The first amendment comparison is not relevant because of the differences in the way they are worded.


First Amendment:

Congress shall make no law respecting an establishment of religion, or prohibiting the free exercise thereof; or abridging the freedom of speech, or of the press; or the right of the people peaceably to assemble, and to petition the Government for a redress of grievances.


Second Amendment:

A well regulated militia being necessary to the security of a free state, the right of the people to keep and bear arms shall not be infringed.


The word infringed is the where interpretations can vary.


The definition of infringe is: To transgress or exceed the limits of; violate


Most constitutional scholars interpret this to mean that the government cannot ban all guns, but can place limits on the types.


It's kind of irrelevant because the current geopolitical environment we live in makes militias no longer likely or even capable of affecting the security of a free state.


 @Monkey So you believe the first amendment gives you the right to own fully automatic rifles.  the currently ban on them has been upheld by the courts as constitutional.   I don't think the constitution specifies "small arms" so I guess it guarantees your right to own military grade cannons and mortars too.


The only type of gun that existed when the second amendment was adopted, in 1791, was barrel loaded black powder guns capable of firing a maximum of about 4 shots per minute.  Quite a different animal than today's modern weapons.



 @IZenI fear the government disarming the citizens more than citizens legally owning the same weapons military and police carry. The Nazis disarmed the Jews, do you think that was to protect them? The crime data in Jamaica shows the same thing as the crime data in Chicago. It is the law-abiding, good citizens, not the criminals, who are disarmed by gun bans. A semi-auto rifle is not an assault rifle unless someone uses it in an assault, some are just for fun, we don't need them, we like shooting them, and the people who are buying them up like you're going to ban them wont let you or the government take them because they look scary to you.


 @Monkey P.S. It's nice to have a rational discussion on the subject and I did not intend that to be taken as a personally statement on you in particular.  I meant the metaphorical 'you' but I realize it could be taken the other way.

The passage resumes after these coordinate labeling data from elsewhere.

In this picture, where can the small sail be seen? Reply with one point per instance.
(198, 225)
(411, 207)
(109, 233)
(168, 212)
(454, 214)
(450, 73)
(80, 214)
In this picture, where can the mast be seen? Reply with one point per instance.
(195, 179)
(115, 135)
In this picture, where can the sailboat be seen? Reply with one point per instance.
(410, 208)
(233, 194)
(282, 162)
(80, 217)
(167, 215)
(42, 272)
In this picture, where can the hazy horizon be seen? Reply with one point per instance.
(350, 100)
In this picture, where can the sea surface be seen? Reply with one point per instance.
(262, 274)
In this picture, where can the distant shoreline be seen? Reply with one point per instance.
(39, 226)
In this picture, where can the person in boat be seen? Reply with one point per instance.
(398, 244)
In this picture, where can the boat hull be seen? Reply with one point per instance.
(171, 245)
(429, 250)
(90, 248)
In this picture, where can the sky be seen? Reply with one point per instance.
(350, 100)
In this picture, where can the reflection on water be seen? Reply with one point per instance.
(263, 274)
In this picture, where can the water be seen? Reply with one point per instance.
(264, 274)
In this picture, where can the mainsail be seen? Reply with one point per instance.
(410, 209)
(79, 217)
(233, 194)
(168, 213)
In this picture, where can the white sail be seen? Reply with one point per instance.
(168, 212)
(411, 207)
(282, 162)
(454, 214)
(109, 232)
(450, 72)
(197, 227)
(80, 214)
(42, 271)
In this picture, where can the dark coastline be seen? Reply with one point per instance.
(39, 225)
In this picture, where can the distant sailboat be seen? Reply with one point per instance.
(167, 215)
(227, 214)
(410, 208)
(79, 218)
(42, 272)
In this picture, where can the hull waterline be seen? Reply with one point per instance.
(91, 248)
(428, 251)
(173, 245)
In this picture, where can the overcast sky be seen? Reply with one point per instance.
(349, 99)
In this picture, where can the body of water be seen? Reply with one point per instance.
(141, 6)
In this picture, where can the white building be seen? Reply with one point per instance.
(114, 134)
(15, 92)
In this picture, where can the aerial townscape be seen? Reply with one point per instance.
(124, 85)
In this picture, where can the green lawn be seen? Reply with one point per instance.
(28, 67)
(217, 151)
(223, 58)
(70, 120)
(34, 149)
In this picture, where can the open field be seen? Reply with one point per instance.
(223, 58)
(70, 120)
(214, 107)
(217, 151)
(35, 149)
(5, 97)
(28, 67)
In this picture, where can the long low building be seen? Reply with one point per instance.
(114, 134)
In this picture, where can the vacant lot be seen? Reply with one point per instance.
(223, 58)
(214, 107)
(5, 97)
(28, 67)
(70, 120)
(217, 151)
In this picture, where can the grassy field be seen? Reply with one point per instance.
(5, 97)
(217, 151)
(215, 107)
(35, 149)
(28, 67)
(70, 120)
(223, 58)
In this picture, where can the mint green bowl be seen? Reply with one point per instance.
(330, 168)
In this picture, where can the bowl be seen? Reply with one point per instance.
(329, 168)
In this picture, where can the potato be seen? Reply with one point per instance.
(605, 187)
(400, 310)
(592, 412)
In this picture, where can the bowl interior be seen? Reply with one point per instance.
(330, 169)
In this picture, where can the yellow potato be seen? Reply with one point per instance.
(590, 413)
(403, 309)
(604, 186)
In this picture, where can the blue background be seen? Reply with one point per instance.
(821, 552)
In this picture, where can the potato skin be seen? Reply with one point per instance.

 @Monkey Anyone who takes up arms against the US government today would be immediately be labeled a terrorist and persecuted as such so the militia/civilian revolt argument is hard to buy.  Jefferson also lived in a different time.


It's also hard to believe that limiting the size ammo clip you can buy or closing gun show loopholes would do that much to limit your enjoyment of target shooting unless it's just that macho surge of adrenaline from spraying massive amounts of bullets you are looking for.


 @IZenThe Second Amendment wasn't written for current weaponry, they did realize we would surpass the musket. It was written so that the people, or the militia, would never have the right to individually keep and bear military guns taken away from them. That was the whole point of the amendment. A supposed tyrannical government would have the latest and greatest arms, and so should the people's militia. "The strongest reason for people to retain the right to keep and bear arms is, as a last resort, to protect themselves against tyranny in government." -- (Thomas Jefferson)

For me personally, I just like shooting them, and I dis-like limiting personal freedoms.


 @Monkey P.S. The Fox News story you are attempting to quote statistics from had nothing to do with assault rifle bans or US law. 


Jamaica banned all guns but they are easily smuggled in from the US in exchange for drugs smuggled out to the US. 


I personally am not taking any stand on the effectiveness of gun bans in this discussion, just questioning your assertion that they are all unconstitutional.


 @Monkey Other than your fears, what does that have to any of my statements on the constitutionality of gun laws???